Quand on me parle de Jean-Paul Belmondo, mon petit esprit étriqué n'imagine que deux cas de figure. Soit la Nouvelle Vague période A bout de souffle et Pierrot le fou, soit les polars populaires du dimanche soir sur TF1 quand j'étais gamin, style Peur sur la ville ou Le professionnel. C'est oublier bien vite l'intelligence et le talent du bonhomme, ainsi qu'une certaine lucidité quant à son rôle d'amuseur public, comme le démontra en 1973 Le Magnifique.
Fruit de la collaboration entre le cinéaste Philippe de Broca et le scénariste Francis Verber qui tournera au vinaigre suite à des "différents artistiques" (Jean-Paul Rappeneau sera appelé à la rescousse pour enrichir le script), Le Magnifique s'apparente dans un premier temps à un savoureux pastiche des aventures du célèbre James Bond, multipliant les gags délirants et les réparties d'anthologie dans un joyeux bordel absolument jouissif. Les couleurs pètent à la gueule, Belmondo s'en donne à coeur joie en héros trop bright pour être vrai, et les péripéties évoluent au gré des humeurs d'un auteur fatigué d'enchaîner les romans de gare au lieu de s'atteler à une oeuvre plus intime et profonde.

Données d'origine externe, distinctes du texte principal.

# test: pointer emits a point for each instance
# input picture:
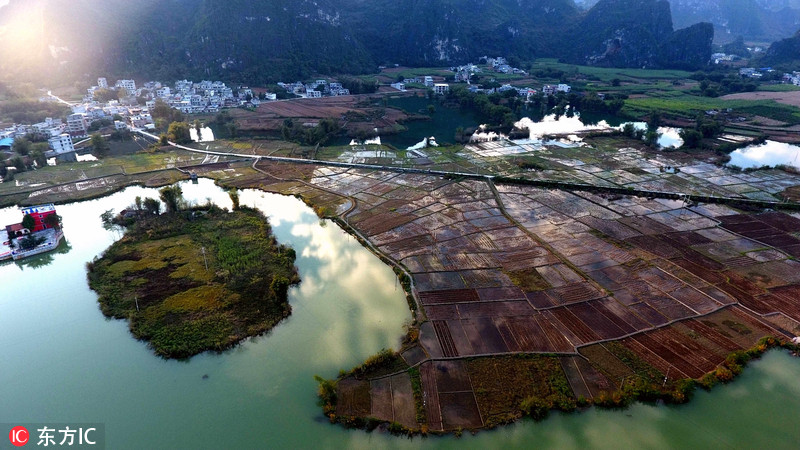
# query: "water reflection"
(553, 124)
(770, 154)
(45, 259)
(70, 364)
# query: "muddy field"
(503, 270)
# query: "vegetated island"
(194, 280)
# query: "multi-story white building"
(61, 144)
(163, 92)
(441, 88)
(76, 124)
(128, 85)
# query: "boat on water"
(39, 232)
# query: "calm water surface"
(62, 361)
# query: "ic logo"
(18, 436)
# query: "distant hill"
(786, 51)
(638, 33)
(755, 20)
(256, 41)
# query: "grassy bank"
(196, 280)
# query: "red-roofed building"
(39, 213)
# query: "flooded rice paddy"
(70, 364)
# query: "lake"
(63, 361)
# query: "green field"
(685, 105)
(608, 74)
(778, 88)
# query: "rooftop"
(39, 209)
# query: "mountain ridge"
(260, 41)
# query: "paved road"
(560, 185)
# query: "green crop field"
(689, 105)
(608, 74)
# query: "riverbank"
(196, 280)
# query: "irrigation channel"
(547, 184)
(63, 362)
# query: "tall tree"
(172, 196)
(152, 206)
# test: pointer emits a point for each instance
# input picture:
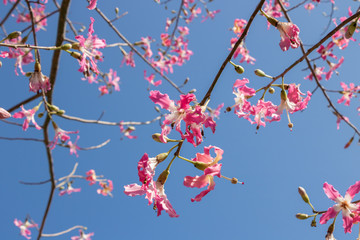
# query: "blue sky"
(272, 161)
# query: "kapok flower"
(24, 227)
(342, 204)
(92, 4)
(289, 34)
(4, 114)
(91, 177)
(69, 190)
(127, 131)
(242, 93)
(89, 47)
(74, 147)
(151, 78)
(153, 191)
(60, 134)
(106, 188)
(333, 67)
(29, 116)
(194, 117)
(83, 236)
(347, 93)
(211, 168)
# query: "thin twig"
(228, 58)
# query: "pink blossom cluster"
(266, 111)
(153, 190)
(194, 117)
(350, 211)
(238, 29)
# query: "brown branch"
(228, 58)
(136, 51)
(317, 80)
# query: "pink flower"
(211, 168)
(263, 110)
(333, 67)
(24, 227)
(309, 6)
(62, 135)
(242, 93)
(28, 115)
(91, 177)
(327, 51)
(342, 204)
(243, 51)
(153, 191)
(69, 190)
(289, 34)
(318, 72)
(106, 188)
(4, 114)
(348, 93)
(74, 147)
(128, 59)
(127, 131)
(89, 47)
(83, 236)
(39, 81)
(151, 78)
(92, 4)
(194, 117)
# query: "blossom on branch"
(342, 204)
(211, 168)
(24, 227)
(29, 116)
(88, 46)
(193, 116)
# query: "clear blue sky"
(272, 162)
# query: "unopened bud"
(302, 216)
(239, 69)
(313, 223)
(60, 112)
(161, 157)
(163, 177)
(259, 73)
(156, 137)
(66, 46)
(75, 46)
(303, 195)
(37, 67)
(75, 55)
(351, 29)
(14, 35)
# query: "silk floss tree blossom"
(343, 204)
(153, 190)
(193, 116)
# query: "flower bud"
(302, 216)
(260, 73)
(13, 35)
(156, 137)
(163, 177)
(239, 69)
(351, 29)
(66, 46)
(304, 195)
(161, 157)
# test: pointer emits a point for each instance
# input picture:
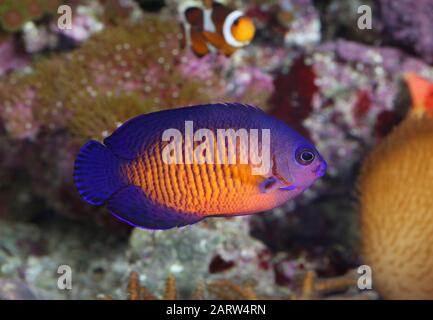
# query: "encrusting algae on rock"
(396, 203)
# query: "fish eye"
(305, 156)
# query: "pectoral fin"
(273, 183)
(269, 184)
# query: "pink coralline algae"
(410, 25)
(11, 56)
(356, 102)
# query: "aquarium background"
(310, 65)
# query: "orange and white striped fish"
(215, 28)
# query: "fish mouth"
(321, 169)
(289, 188)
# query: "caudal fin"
(97, 173)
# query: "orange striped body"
(203, 189)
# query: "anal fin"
(131, 205)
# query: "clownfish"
(130, 175)
(215, 27)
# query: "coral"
(15, 290)
(409, 26)
(396, 210)
(211, 250)
(309, 288)
(32, 253)
(11, 55)
(116, 75)
(14, 14)
(135, 291)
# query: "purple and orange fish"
(129, 175)
(215, 27)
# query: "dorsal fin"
(137, 134)
(421, 91)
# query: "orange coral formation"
(396, 205)
(124, 71)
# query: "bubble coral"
(396, 204)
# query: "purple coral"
(410, 25)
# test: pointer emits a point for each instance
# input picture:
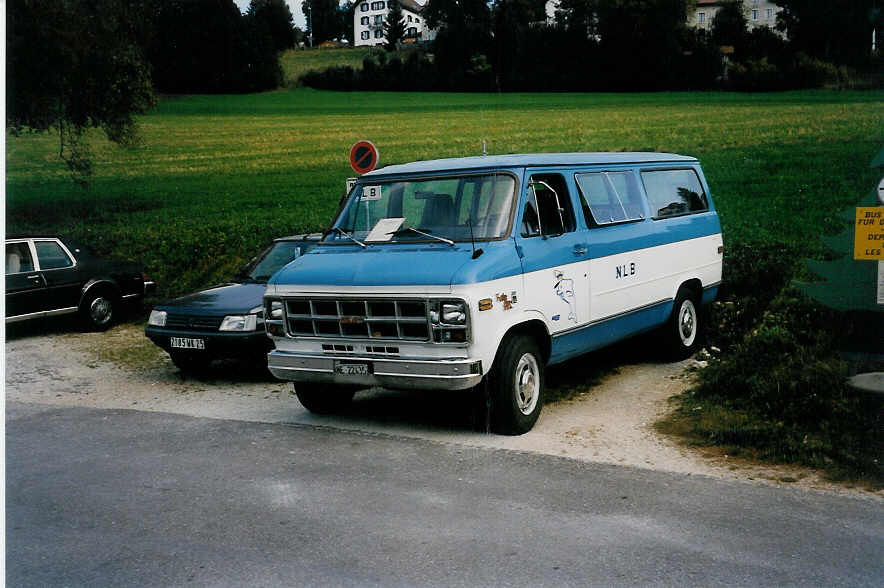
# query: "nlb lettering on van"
(447, 274)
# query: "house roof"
(528, 160)
(411, 5)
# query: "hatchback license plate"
(352, 369)
(187, 343)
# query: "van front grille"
(358, 318)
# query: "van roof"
(529, 160)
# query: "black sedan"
(225, 320)
(50, 276)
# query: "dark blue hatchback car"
(226, 320)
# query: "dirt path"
(609, 422)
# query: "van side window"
(610, 197)
(673, 192)
(548, 211)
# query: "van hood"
(396, 265)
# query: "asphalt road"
(125, 498)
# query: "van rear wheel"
(517, 385)
(682, 332)
(322, 398)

Car loin de n'être qu'un énième véhicule pour les exploits du comédien français le plus populaire de l'époque, Le Magnifique est avant tout une réflexion troublante sur la création, permettant à ces auteurs et à leur star de s'interroger sur leur métier, sur les attentes d'un public avide de spectaculaire et d'exotisme. Une sorte de cri de révolte d'artistes condamnés à offrir à leur audience ce qu'elle est venue chercher, ce qui n'empêche pas Le Magnifique de déclarer son amour à un cinéma populaire et noble, pointant du doigt l'intelligentsia et son snobisme élitiste.
Porté par un Belmondo jouant admirablement de son image dans le double-rôle du héros invincible et de son créateur, et par le charme de Jacqueline Bisset, Le Magnifique est un fantastique détournement qui mérite d'être redécouvert toute affaire cessante. Un hommage flamboyant et romantique au serial d'antan doublé d'une mise en abime fascinante, un spectacle hilarant et complètement fou, inventif dans son récit comme son montage, s'autorisant même quelques saillies gores impensables dans ce genre de production. Pas étonnant que le film soit un des préférés de Quentin Tarantino et aura énormément influencé la contre-culture.